The same holds for firecraft, even though I’m no slouch in that department. For example, I learned how to construct a parallel firelay, which is a fire that will burn all night, and keep you warm from head to toe. Instead of a teepee or pyramid style fire, you cut two bigger logs, about head-height, and stack them on top of one another, lengthwise and parallel to the wind, to keep the smoke from blowing out at you. Once lit, you lay down lengthwise next to the fire and it will keep you warm while you sleep. While I wouldn’t use a fire like this except in an emergency, it does help eliminate the need to feed a fire all night because it’s intended to be slow burning.

Mors Kochanski’s Bushcraft is chock full of useful techniques like this and a gold mine for anyone interested in acquiring more backcountry skills. I’ve already reread my copy several times and plan to reference it for years to come.

Disclosure: Philip Werner (SectionHiker.com) purchased this book with his own funds. 

13 comments

  1. Definitely a great read. I love the ingenuity that bushcraft encourages. Ray Mears is another good option; I have his book on bushcraft, too, and like this one, it is excellent.

  2. His name has come up several times. He sounds more practical than some of the others. I understand that he has championed the Mora knife — which is affordable, relatively light (depending on which one you buy), and practical.

  3. Definately a must read for every serious wilderness traveller. Along a similar vane, I would recommend Garrett Conover’s ‘Snow Walkers’ Companion’ for traditional winter travel in the wilderness.

  4. I love this book, along with bushcraft 101, and Ray Mears books and DVDs which if you can’t get in the US I am very sorry.. It’s wonderful, inspiring and stimulating… And yes the more you know the more you buy extra bits of gear to try things out!

  5. Have you watched “An Axe to Grind”? It is film from the USFS featuring some of their experts in hand tools. When they maintain historic buildings, they use hand-hewn lumber for repairs.
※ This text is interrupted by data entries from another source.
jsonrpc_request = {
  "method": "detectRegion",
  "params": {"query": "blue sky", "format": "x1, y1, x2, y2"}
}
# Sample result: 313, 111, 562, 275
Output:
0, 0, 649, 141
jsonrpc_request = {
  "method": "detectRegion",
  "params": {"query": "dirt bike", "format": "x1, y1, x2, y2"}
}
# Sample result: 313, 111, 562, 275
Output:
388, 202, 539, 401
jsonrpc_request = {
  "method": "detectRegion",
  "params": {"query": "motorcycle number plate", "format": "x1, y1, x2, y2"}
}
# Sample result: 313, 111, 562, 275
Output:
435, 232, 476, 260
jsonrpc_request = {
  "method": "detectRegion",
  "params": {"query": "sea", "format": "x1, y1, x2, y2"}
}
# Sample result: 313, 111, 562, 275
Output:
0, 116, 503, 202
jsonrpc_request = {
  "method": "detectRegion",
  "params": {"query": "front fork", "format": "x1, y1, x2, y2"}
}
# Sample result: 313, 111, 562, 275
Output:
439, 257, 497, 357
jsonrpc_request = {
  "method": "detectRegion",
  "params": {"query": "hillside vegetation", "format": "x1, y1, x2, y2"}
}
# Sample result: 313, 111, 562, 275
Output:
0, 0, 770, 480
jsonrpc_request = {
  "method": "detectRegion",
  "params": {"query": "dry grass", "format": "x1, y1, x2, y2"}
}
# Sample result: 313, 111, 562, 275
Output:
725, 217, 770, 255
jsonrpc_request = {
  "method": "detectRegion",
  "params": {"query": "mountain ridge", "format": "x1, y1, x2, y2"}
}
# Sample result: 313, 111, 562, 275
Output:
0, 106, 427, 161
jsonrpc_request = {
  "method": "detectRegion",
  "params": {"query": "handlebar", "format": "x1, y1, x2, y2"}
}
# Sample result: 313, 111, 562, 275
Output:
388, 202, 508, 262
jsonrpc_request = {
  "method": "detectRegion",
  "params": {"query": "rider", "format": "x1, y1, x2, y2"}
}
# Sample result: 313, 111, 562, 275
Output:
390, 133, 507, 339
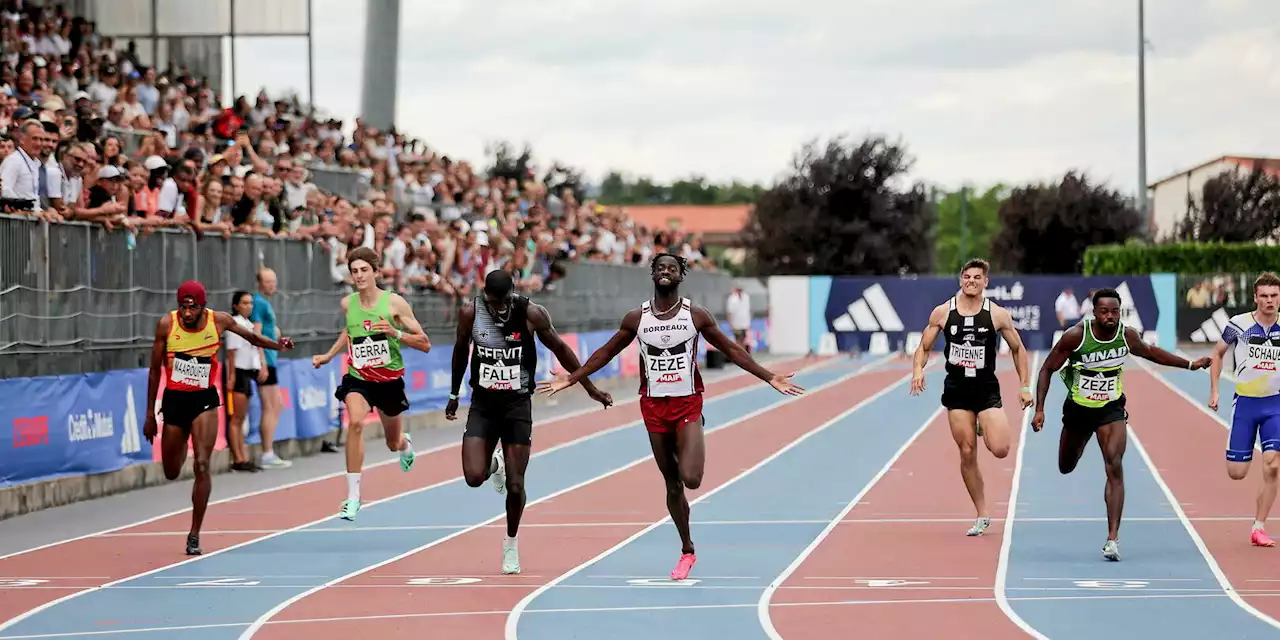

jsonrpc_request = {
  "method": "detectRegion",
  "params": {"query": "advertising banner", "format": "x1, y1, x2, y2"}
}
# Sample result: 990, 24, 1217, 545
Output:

    https://archive.org/details/gov.usda.fs.mtdc.0823-2d01-mtdc.1.1
    https://archive.org/details/gov.usda.fs.mtdc.0823-2d01-mtdc.1.2

    Here is the book that goes with it:

    https://www.fs.fed.us/t-d/pubs/pdfpubs/pdf99232823/pdf99232823Pdpi300.pdf

  6. Glad to see you appreciate this one, Phillip. It is one of my personal faves for practical knowledge. I consider this and Mark Twight’s “Extreme Alpinism” the two best opposite-of-the-spectrum books to read for a great balance of outdoor skills.

  7. Northern Bushcraft is pretty much one of the only books on wilderness skills published after 1960s I consult.

    There are an awful lot of hooey out there in the bushcraft world, and Mors is the real deal. I wish some of the Russian texts are published in English, because like Canada (and to a lesser extent, Alaska), Siberia is the last link to the western world in term of wilderness-living.

    it’s unfortunate most of these skills are now only maintained in the southern hemisphere or in the developing world.